The total industry job loss through 2010 was only about 400 jobs when all was said and done. During that time innovation and entrepreneurship flourished in the R&D / Testing Laboratory sector which grew by 210 companies and 230+ jobs. Compared to most states, I’d say we made it through the recession in pretty good shape and poised for strong rebound, but not without some worry.
I’d like to focus on the State’s drug and pharmaceutical cluster which was calculated to have grown at 5.71% or about 360 jobs during the recession years. Though this is great news for a sector that suffered losses in many areas of the country, it may actually mask a potentially greater problem for long term growth and sustainability. When you look closely at these numbers you will uncover that these gains were actually made by just a few main companies. In fact, most of our drug companies suffered hiring freezes, cutbacks, great losses or closures during this time. If it weren’t for the growth of MedImmune, Life Technologies, Emergent BioSolutions, and HGSi we may not be so optimistic about where we are today. MedImmune alone hired over 800 people between 2008 – 2009, and another 200+ in 2010. Life Technologies grew by over 350 in Frederick; HGS staffed up by at least 200 to prepare for the launch of Benlysta; and Emergent Biosciences grew its operations by 100+. If you take away the 1,650-ish jobs these 4 companies created, then this sector would have been decimated by losses across the board in Maryland.
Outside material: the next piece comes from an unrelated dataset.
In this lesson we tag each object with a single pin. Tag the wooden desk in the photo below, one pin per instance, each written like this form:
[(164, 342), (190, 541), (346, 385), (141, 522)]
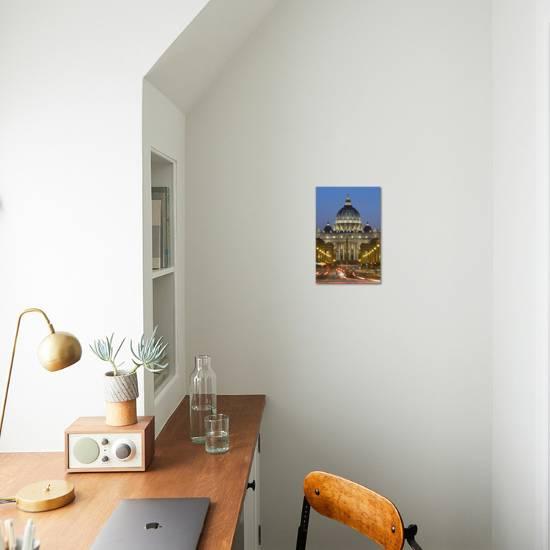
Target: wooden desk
[(180, 469)]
So, outside of the four white knights who saved the day, where did the regional job losses come from? Well, between 2007 – 2010 doom and gloom was felt for many bioscience workers in Maryland’s drug and pharmaceutical cluster, especially if you were a part of the manufacturing subsector in the Baltimore region. In fact, the job losses suffered during this period will probably take years to make up since a large chunk of them came from a few core manufacturing companies that closed down or left the state. The closing of Baxter Biosciences (Beltsville), Lonza Biosciences (Baltimore), Shire Pharmaceuticals (Owings Mills), and Osiris Therapeutics (Osteocel Division, Columbia), and Actavis (Woodlawn) resulted in the loss of well over 1,000 jobs in Maryland during that time period. The loss of these four large companies, which were crucial components to the stability and depth of our state’s bioscience industry, will have a negative impact on future job growth within our region for many years to come.
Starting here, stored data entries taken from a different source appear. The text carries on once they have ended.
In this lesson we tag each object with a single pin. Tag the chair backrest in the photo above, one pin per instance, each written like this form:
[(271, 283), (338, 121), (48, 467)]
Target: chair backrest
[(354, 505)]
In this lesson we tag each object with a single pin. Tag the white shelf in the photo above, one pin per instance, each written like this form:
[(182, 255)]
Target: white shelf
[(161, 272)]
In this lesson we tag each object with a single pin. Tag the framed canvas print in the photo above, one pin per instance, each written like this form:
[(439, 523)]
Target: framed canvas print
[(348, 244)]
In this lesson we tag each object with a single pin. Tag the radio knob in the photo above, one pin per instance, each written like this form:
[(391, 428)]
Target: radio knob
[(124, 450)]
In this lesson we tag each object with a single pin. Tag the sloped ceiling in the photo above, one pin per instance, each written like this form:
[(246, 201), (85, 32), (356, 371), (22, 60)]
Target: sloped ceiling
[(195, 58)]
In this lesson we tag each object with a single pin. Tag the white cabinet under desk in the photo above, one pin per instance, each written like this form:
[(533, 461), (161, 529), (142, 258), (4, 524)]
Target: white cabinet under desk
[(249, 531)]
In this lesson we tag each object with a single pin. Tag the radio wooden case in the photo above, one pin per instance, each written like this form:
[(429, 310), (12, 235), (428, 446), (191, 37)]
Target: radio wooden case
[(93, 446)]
These manufacturing jobs are so crucial to the health and growth of a region’s bioscience industry because they employ the most diverse sets of skills and workers in the field from PhD’s to trade school level lab techs. Additionally, manufacturing companies employ the largest percentage of middle wage, BS/AS technology jobs which are crucial to a stable economy. We are very fortunate to have the MedImmune’s, Life Tech’s, HGS’s and Emergent’s in our state and they have truly been pillars of light for an otherwise shrinking drug manufacturing sector in Maryland for these very reasons.
A few large commercial drug companies, however, aren’t enough to sustain a region in the long term. In order for us to build a sustainable bioscience economy here in Maryland, biomanufacturing is a crucial component. Therefore, we need to either attract more commercial companies, or grow and commercialize new drug and pharmaceutical companies here in the state; and then keep them here. Keeping them here is clearly an issue that we have here in Maryland, and not just in the Biotech industry. A recent article in the Sun, “As Medifast expands, will it outgrow Maryland?”, discusses this very same issue for the nation’s third largest manufacturer of weight loss food products. Michael C. MacDonald, Medifast’s CEO, clearly states, “There’s no question that Maryland could have more favorable incentives for manufacturing,” and the tax environment is an important variable in this.
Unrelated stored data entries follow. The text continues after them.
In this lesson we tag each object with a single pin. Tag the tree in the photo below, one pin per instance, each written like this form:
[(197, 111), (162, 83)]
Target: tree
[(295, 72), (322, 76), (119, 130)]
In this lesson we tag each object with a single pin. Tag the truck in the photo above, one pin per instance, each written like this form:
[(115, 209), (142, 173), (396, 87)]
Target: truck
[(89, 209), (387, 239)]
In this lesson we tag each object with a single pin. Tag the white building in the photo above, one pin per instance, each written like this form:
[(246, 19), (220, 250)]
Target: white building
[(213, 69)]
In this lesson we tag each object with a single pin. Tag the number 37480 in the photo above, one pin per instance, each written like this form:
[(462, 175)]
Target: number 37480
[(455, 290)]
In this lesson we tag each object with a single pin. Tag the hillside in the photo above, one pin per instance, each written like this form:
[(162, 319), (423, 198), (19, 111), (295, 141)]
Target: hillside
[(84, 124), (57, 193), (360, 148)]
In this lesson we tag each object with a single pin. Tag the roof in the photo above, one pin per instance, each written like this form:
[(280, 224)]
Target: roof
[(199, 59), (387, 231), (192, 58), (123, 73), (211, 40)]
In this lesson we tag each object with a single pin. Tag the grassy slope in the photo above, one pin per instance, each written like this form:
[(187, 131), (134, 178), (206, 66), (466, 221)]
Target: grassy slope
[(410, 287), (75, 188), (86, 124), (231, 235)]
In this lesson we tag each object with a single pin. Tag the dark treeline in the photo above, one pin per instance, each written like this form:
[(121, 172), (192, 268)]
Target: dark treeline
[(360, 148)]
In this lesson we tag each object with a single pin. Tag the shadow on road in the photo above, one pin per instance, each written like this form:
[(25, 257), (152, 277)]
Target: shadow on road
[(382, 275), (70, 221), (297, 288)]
The Battelle/BIO report clearly shows that our R&D sector has grown substantially over the past decade, so it’s obvious there is very strong State support for our innovation economy that will eventually produce our next home grown drug and pharmaceutical companies. But those companies will take 8-15 years and hundreds of millions of investment dollars before any of them will commercialize a product and provide a solid base of stable jobs that we need for sustainability. That’s just too long of a growth cycle with too low of a success rate to create the jobs impact we need. So the question I pose is: What are we doing to attract new drug and pharmaceutical companies, support existing ones and grow the commercial sector of this crucial bioscience industry in Maryland? If we don’t answer that question successfully we may not fare so well in the next recession, or if something bad were to ever happen to our MedImmune’s and HGS’s.